Aku hanya menunduk sambil menahan senyum ketika ibu sampai di sampingku.
"Tidak apa-apa, Kinasih." Ayah menepuk pundakku dengan bangga. Aku mengangkat kepalaku dan tersenyum padanya.
"Danastri meninggalkan pelajaran untuk berkuda." Ibu masih terlihat marah walau ayah menanggapinya dengan senyum. "Dia tidak boleh berkuda, memanah, bermain pedang, bela diri, atau kegiatan lainnya yang tidak sesuai."
Aduh mampus gua.
Aku refleks memutar bola mataku mendengar penurutan Nyai Ratu satu ini. "Iya, maaf."

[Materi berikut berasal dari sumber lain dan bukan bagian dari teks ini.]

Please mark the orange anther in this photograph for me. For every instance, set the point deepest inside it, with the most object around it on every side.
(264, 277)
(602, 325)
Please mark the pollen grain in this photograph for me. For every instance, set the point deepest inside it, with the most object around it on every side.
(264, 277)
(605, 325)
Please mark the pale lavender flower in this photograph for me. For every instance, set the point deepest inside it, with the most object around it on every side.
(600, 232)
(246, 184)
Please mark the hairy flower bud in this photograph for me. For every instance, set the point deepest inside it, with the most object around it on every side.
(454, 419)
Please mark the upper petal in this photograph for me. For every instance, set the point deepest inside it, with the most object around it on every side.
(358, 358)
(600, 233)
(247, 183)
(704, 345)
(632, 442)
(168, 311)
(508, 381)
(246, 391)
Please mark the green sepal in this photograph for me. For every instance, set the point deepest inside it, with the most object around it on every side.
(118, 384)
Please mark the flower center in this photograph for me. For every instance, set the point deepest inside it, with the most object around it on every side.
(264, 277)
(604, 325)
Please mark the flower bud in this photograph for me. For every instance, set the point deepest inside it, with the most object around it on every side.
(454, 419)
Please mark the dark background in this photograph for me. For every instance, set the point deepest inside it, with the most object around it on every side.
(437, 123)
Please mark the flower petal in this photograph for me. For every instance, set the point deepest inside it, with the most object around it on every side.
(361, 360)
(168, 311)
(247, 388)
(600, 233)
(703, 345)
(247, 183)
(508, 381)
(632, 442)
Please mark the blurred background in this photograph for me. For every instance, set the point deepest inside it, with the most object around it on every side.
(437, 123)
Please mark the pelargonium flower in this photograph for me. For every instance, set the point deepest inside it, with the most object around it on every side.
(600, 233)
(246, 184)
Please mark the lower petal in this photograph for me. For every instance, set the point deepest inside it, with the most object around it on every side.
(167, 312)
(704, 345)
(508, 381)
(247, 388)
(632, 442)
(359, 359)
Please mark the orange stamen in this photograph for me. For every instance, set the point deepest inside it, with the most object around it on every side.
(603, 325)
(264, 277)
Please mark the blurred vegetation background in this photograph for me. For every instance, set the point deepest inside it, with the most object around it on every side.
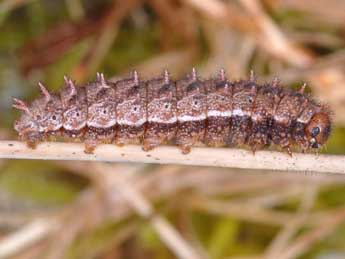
(89, 210)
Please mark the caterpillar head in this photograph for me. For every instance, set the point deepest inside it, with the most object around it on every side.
(26, 126)
(44, 115)
(318, 129)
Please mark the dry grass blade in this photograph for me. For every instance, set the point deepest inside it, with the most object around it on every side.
(202, 156)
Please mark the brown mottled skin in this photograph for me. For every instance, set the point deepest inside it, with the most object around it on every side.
(243, 98)
(219, 99)
(101, 110)
(130, 107)
(191, 101)
(158, 111)
(161, 112)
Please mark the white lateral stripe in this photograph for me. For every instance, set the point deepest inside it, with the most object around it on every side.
(158, 120)
(216, 113)
(239, 112)
(125, 122)
(96, 125)
(68, 127)
(185, 118)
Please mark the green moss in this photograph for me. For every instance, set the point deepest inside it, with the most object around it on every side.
(40, 182)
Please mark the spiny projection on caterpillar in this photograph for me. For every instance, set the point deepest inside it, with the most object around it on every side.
(214, 111)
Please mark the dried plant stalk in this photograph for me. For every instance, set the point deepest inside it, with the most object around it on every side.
(203, 156)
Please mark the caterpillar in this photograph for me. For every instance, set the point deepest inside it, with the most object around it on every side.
(214, 111)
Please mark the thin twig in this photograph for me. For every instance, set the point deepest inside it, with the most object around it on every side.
(203, 156)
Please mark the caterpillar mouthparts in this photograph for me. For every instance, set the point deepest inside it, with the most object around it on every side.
(152, 112)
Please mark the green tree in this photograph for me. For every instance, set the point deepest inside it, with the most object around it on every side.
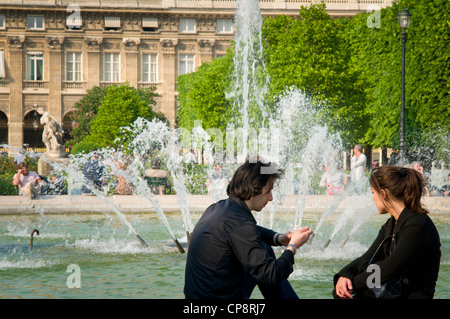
(85, 110)
(201, 95)
(376, 57)
(311, 54)
(120, 107)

"Kemana kau pagi ini, sampai tidak sempat menengok Ndoro Ayumu?" Ibu beralih pada Astaka.
"Kinasih ini bukan salah Astaka." Ayah merangkul bahu ibu untuk menenangkannya. "Danastri juga tidak salah."
"Apanya yang tidak salah?" Ibu jelas terlihat masih ingin melampiaskan amarahnya.

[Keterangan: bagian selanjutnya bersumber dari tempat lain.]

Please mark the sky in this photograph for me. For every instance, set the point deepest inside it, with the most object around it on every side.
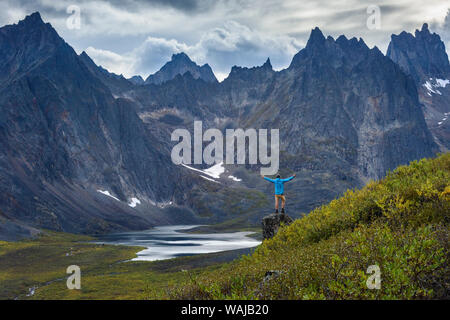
(132, 37)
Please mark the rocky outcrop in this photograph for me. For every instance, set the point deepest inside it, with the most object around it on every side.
(179, 65)
(69, 128)
(272, 222)
(423, 57)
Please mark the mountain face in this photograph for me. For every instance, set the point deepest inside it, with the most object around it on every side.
(423, 57)
(179, 65)
(79, 145)
(64, 137)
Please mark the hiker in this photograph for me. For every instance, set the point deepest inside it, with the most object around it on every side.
(279, 190)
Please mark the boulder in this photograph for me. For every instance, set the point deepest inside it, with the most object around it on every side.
(272, 222)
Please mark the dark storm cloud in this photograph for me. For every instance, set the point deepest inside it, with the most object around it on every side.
(132, 36)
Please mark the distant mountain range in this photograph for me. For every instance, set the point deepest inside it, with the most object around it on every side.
(87, 151)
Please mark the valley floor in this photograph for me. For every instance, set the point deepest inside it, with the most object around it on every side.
(36, 269)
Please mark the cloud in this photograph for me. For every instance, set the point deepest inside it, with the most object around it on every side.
(232, 42)
(443, 29)
(222, 33)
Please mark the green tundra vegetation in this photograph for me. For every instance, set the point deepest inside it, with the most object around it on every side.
(400, 224)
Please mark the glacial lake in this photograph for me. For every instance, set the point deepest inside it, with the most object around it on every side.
(166, 242)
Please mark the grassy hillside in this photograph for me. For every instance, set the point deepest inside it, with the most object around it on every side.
(400, 224)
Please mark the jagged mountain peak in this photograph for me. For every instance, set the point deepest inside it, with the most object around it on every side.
(331, 51)
(421, 55)
(32, 19)
(267, 64)
(179, 64)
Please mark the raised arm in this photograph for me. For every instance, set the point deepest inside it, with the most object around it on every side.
(268, 179)
(288, 179)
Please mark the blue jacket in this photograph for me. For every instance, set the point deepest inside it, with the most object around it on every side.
(279, 184)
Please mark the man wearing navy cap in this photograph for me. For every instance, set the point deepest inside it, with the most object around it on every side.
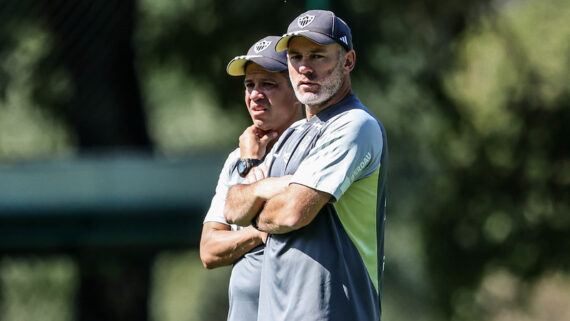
(324, 254)
(272, 105)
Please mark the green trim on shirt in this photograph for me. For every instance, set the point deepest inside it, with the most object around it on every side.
(356, 210)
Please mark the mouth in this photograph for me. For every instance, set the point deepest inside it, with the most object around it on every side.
(308, 86)
(258, 109)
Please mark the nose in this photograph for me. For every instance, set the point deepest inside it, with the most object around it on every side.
(256, 93)
(305, 67)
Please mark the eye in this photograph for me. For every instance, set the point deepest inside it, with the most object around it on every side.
(294, 57)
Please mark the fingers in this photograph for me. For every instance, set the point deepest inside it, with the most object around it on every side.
(255, 174)
(267, 138)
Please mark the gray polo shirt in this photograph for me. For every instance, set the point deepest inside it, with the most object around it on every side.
(330, 269)
(243, 288)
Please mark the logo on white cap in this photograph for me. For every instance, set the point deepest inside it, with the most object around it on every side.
(305, 20)
(261, 45)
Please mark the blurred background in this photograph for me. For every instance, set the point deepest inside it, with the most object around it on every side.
(116, 117)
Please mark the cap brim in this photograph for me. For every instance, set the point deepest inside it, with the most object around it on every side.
(316, 37)
(236, 67)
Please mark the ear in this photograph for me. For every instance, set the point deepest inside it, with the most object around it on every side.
(349, 60)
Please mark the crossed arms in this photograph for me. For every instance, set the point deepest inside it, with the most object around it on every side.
(276, 205)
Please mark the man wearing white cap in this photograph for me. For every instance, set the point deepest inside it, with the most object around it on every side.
(325, 250)
(272, 105)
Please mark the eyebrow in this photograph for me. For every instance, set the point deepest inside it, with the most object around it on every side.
(316, 50)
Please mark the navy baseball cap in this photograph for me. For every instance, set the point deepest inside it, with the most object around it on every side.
(262, 53)
(320, 26)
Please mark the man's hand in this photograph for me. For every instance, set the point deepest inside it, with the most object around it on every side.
(253, 142)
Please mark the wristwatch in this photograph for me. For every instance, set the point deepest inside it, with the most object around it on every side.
(244, 165)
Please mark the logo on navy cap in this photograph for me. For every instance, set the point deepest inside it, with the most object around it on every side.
(261, 45)
(305, 20)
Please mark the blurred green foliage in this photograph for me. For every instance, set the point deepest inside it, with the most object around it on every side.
(474, 96)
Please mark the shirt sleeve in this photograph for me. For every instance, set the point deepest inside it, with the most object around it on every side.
(228, 177)
(349, 149)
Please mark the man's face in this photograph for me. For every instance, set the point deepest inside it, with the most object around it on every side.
(315, 70)
(270, 99)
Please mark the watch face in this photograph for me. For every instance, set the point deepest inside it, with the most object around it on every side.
(242, 168)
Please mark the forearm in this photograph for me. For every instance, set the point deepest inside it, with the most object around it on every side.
(291, 210)
(224, 247)
(242, 204)
(244, 201)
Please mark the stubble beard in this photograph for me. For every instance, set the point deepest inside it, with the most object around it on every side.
(328, 88)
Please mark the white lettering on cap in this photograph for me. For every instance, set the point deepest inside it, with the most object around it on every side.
(305, 20)
(261, 45)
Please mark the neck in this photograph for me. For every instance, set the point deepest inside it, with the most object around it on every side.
(312, 110)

"Semuanya bubar!" Ayah berteriak, memerintahkan semua pegawai untuk kembali pada tugasnya masing-masing. "Kau bersama Astaka, ya?"
Aku mengangguk seadanya lalu beralih pada Astaka ketika ayah mulai mengajak ibu pergi. Astaka mengambil alih tali kuda yang aku genggam. Ada kilatan marah dan lelah di mata gelapnya.
"Maaf."
Lelaki ini tidak mengatakan apapun. Ia hanya menarik pelan lenganku untuk berjalan mengikutinya hingga sampai di depan kandang kuda. Astaka kembali mengikat tali kuda ke pohon bersama kuda satunya.
"Tunggu di sini, Ambar."
"Apa?"
"Kuda ini namanya Ambar." Jawab Astaka sebelum berlalu meninggalkan aku bersama dua kuda yang terikat di pohon.
![](https://img.wattpad.com/cover/312350835-288-k16108.jpg)
KAMU SEDANG MEMBACA
The Past Keeper : Maliaza Ambaraningdyah
Fiksi SejarahNOTE// Cerita ini murni fiksi dan khayalan saya. Tidak bermaksud menyinggung kalangan manapun. Satu lukisan menarik perhatianku. Itu hanya lukisan hitam putih yang terlihat sangat tua berbingkai cokelat kayu, sederhana dengan seorang gadis yang meng...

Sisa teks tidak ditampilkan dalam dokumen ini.